Borrowing Costs Rise for Spain and Portugal
Spain and Portugal on Wednesday managed to raise the targeted amounts in their latest debt auctions, an important test of market confidence amid Lisbon’s negotiations for a financial bailout and Madrid’s attempts to avoid needing one.
Spain sold €3.37 billion, or $4.9 billion of debt, with the average yield on the benchmark 10-year bond rising to 5.47 percent from 5.16 percent last month. The auction met with strong demand and was at the top end of its target. That was an improvement on a Treasury bill auction on Monday, when Spain barely managed to meet its minimum target despite offering higher rates to investors.
Portugal also had to offer higher rates in the sale of €1 billion of short-term Treasury bills, but met its target and drew strong demand. Analysts suggested that the result will encourage the Portuguese Treasury to sell more short-term debt while its bailout talks continue.
The bond auctions came amid worries that the financing difficulties of ailing euro economies are far from resolved — even those of countries already rescued, like Greece. Athens received a €110 billion bailout last year but may still have to restructure its debt because of the unsustainable cost of repaying investors at double-digit interest rates.
The Greek finance minister, George Papaconstantinou, on Wednesday again ruled out such a move, saying it held “huge dangers for Greece, for Greek banks, for households,” Bloomberg News reported. But such statements have failed to persuade investors.
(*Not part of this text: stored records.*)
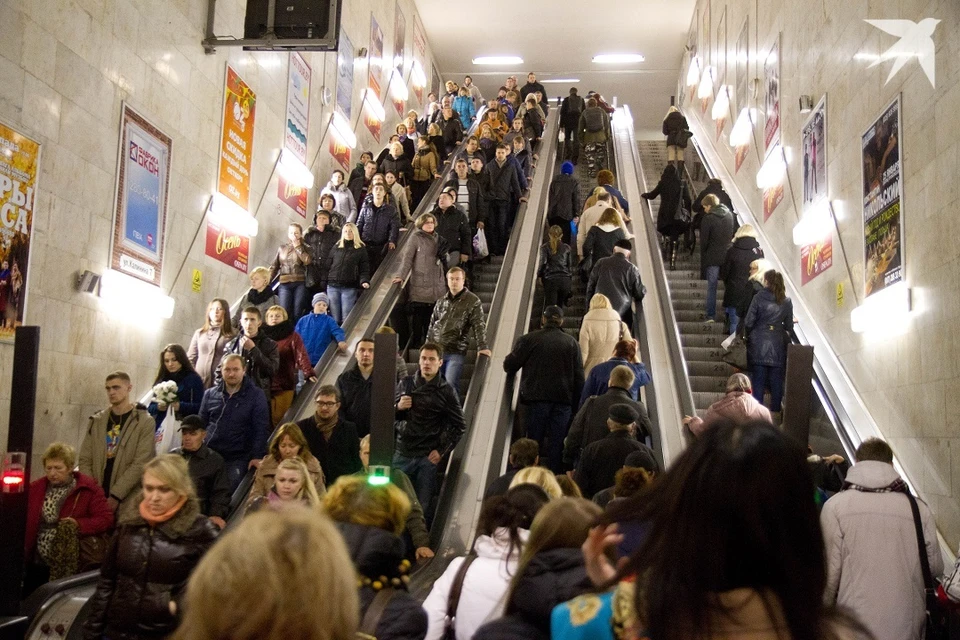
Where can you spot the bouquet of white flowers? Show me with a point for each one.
(165, 392)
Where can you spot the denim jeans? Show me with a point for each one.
(342, 300)
(762, 376)
(550, 420)
(452, 369)
(293, 298)
(423, 475)
(713, 275)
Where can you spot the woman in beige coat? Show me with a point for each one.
(600, 331)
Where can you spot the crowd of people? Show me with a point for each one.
(585, 536)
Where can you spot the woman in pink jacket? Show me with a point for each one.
(737, 406)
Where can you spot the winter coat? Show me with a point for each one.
(555, 265)
(262, 360)
(873, 563)
(338, 456)
(136, 447)
(376, 553)
(189, 392)
(590, 423)
(290, 263)
(265, 479)
(457, 319)
(737, 407)
(378, 225)
(355, 394)
(735, 272)
(552, 366)
(86, 504)
(600, 461)
(205, 352)
(454, 227)
(238, 424)
(318, 330)
(673, 125)
(484, 586)
(424, 259)
(716, 234)
(596, 384)
(434, 422)
(768, 325)
(346, 206)
(146, 568)
(619, 280)
(551, 577)
(209, 475)
(564, 198)
(600, 331)
(349, 266)
(670, 191)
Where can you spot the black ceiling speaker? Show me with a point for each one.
(303, 25)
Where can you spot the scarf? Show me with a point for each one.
(255, 297)
(277, 332)
(153, 520)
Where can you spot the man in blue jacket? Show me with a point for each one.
(317, 329)
(237, 418)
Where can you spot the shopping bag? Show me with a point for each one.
(480, 249)
(168, 435)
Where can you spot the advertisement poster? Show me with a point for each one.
(813, 144)
(236, 140)
(340, 153)
(229, 248)
(19, 171)
(882, 201)
(140, 209)
(345, 77)
(375, 70)
(771, 97)
(419, 52)
(816, 258)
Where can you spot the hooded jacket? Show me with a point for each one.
(873, 562)
(146, 568)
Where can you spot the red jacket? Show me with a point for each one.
(86, 504)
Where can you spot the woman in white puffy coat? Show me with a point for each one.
(501, 533)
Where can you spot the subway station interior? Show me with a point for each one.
(155, 153)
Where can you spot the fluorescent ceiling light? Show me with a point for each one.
(618, 58)
(498, 60)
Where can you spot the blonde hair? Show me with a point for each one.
(307, 492)
(274, 567)
(540, 477)
(172, 470)
(60, 451)
(357, 242)
(353, 500)
(599, 301)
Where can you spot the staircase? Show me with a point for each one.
(707, 373)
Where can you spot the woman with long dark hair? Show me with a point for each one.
(175, 366)
(768, 323)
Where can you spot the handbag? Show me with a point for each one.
(453, 599)
(937, 622)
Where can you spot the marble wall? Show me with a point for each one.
(906, 378)
(66, 66)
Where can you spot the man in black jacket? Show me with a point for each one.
(565, 202)
(601, 460)
(618, 279)
(207, 470)
(430, 423)
(551, 383)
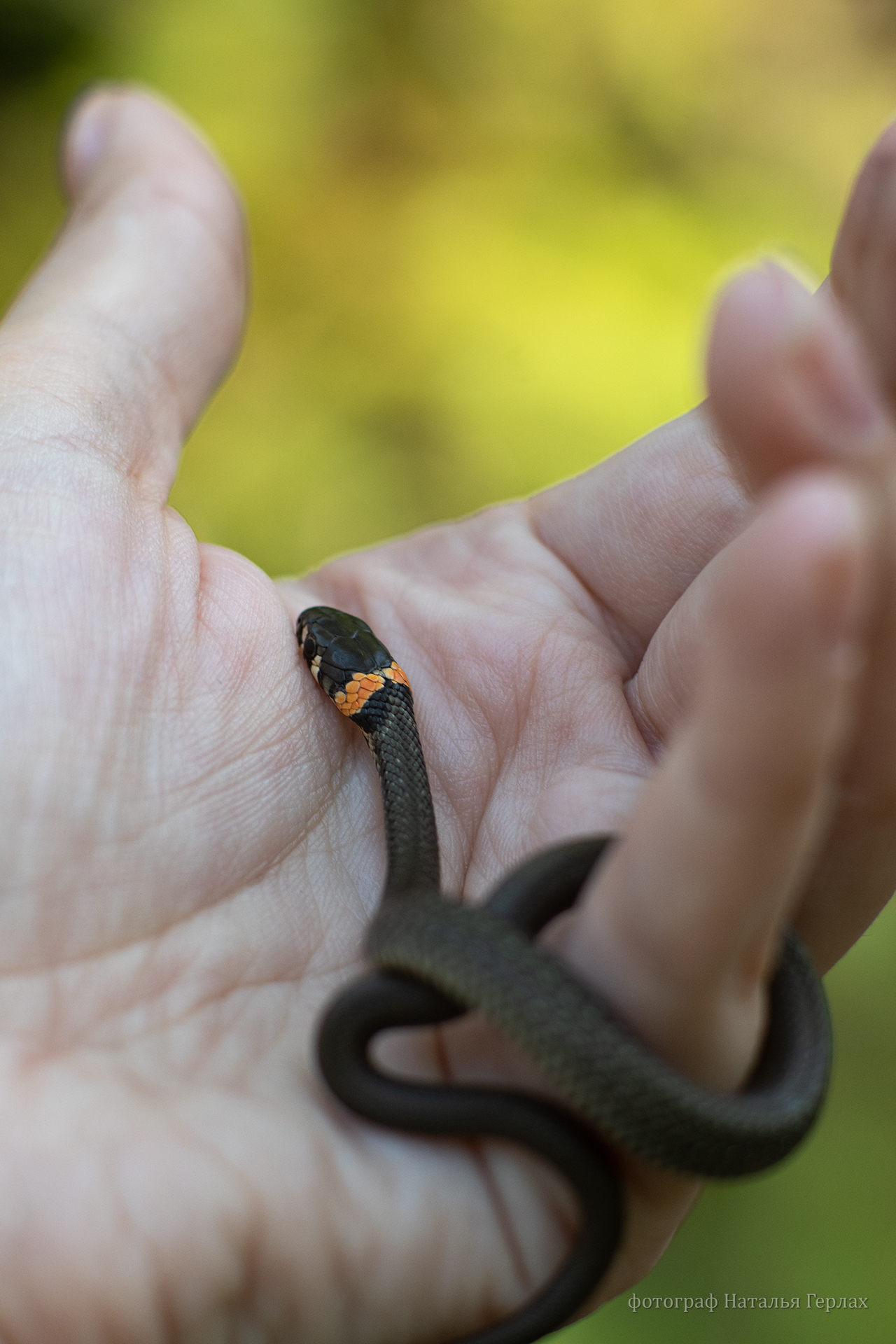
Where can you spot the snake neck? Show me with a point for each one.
(412, 839)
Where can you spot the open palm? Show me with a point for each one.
(192, 836)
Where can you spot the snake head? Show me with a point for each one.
(346, 657)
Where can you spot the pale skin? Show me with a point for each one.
(694, 645)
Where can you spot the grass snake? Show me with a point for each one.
(437, 958)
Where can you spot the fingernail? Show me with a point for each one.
(821, 353)
(86, 134)
(825, 355)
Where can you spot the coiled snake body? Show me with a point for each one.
(437, 958)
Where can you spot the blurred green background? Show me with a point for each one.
(486, 234)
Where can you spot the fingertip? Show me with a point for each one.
(85, 134)
(788, 381)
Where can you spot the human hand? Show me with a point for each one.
(192, 836)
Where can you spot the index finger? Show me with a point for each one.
(121, 335)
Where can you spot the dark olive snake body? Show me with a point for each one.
(437, 958)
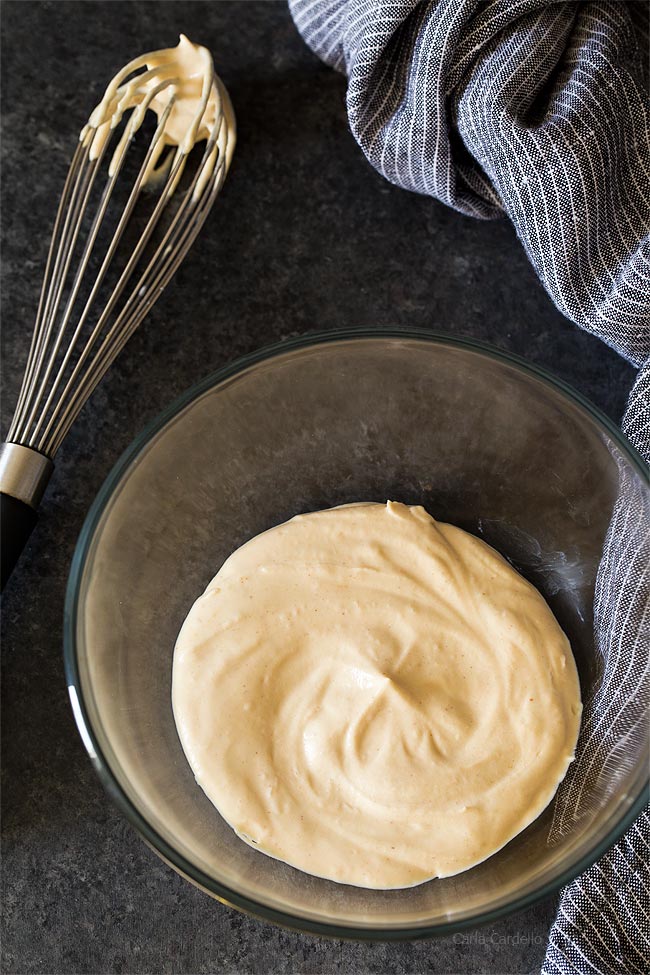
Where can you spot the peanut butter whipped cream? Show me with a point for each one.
(180, 86)
(375, 697)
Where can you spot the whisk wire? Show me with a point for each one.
(182, 231)
(108, 257)
(63, 369)
(79, 202)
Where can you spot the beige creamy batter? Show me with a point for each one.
(375, 697)
(180, 86)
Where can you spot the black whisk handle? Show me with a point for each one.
(17, 521)
(24, 473)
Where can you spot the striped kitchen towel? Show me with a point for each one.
(538, 110)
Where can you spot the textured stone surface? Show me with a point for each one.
(305, 236)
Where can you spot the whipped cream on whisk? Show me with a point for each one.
(180, 86)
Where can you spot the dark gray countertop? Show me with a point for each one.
(305, 236)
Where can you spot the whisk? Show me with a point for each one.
(115, 245)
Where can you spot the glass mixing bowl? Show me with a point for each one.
(478, 437)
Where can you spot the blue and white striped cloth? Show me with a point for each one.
(539, 110)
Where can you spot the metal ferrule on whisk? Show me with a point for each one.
(24, 473)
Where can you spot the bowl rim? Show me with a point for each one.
(219, 890)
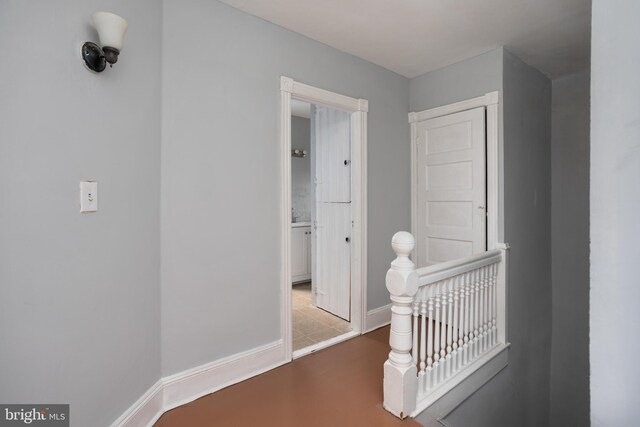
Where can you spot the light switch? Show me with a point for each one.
(88, 196)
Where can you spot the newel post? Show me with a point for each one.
(400, 375)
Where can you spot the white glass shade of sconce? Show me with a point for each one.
(111, 29)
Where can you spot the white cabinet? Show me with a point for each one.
(300, 253)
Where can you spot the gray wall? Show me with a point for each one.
(570, 251)
(301, 168)
(79, 293)
(457, 82)
(221, 173)
(518, 395)
(615, 203)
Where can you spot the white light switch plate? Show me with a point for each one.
(88, 196)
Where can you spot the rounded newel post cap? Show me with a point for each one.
(403, 243)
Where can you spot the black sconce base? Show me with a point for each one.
(93, 57)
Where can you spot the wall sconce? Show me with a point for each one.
(299, 153)
(111, 29)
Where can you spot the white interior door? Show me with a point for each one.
(451, 187)
(333, 155)
(331, 215)
(332, 272)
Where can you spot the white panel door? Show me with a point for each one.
(332, 258)
(451, 187)
(300, 266)
(332, 155)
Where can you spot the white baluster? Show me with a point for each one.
(423, 353)
(429, 382)
(436, 340)
(467, 316)
(481, 329)
(414, 346)
(400, 373)
(443, 330)
(476, 312)
(456, 311)
(487, 317)
(494, 303)
(450, 327)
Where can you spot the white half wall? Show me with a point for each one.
(615, 204)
Meanwhile, strong gains in last weekend’s elections in Finland by nationalist politicians, who are skeptical about having to bail out fellow euro members, have raised concerns about completing the €80 billion rescue package requested by Portugal. In the Portuguese auction Wednesday, yields for six-month bills rose to 5.53 percent from 5.12 percent at the last auction on April 6.
“The costs of funding are up sizably as a result of the spillover effects from Greek restructuring talks, and this might reignite contagion fears,” Chiara Cremonesi, a fixed-income strategist at UniCredit, wrote in a note to investors regarding Spain and Portugal. “The good news is that demand was healthy, and this will reassure investors.”
Market sentiment has seesawed in the past months amid diverging signals from European politicians about their willingness to provide further financing to countries that have already requested a rescue and prepare for possible additional bailouts. In particular, any bailout of the Spanish economy, which is bigger than that of Greece, Ireland and Portugal combined, could put the survival of the euro in question.
At its previous auction of 10-year bonds, for instance, the Spanish Treasury managed to lower slightly its borrowing costs after a mid-March agreement by European leaders to strengthen the European Financial Stability Facility available to rescue troubled economies, as well as allow the facility to purchase government debt in some conditions.
Since then, however, the European political landscape has become more fragmented because of the fall of the Portuguese government and the Finnish election result.
Officials from the International Monetary Fund, the European Commission and the European Central Bank arrived in Lisbon last week to start negotiating the terms of a bailout. Their goal is to complete a deal by mid-May, before the general election scheduled for June 5. June is also the month when Portugal faces its toughest refinancing hurdles of the year.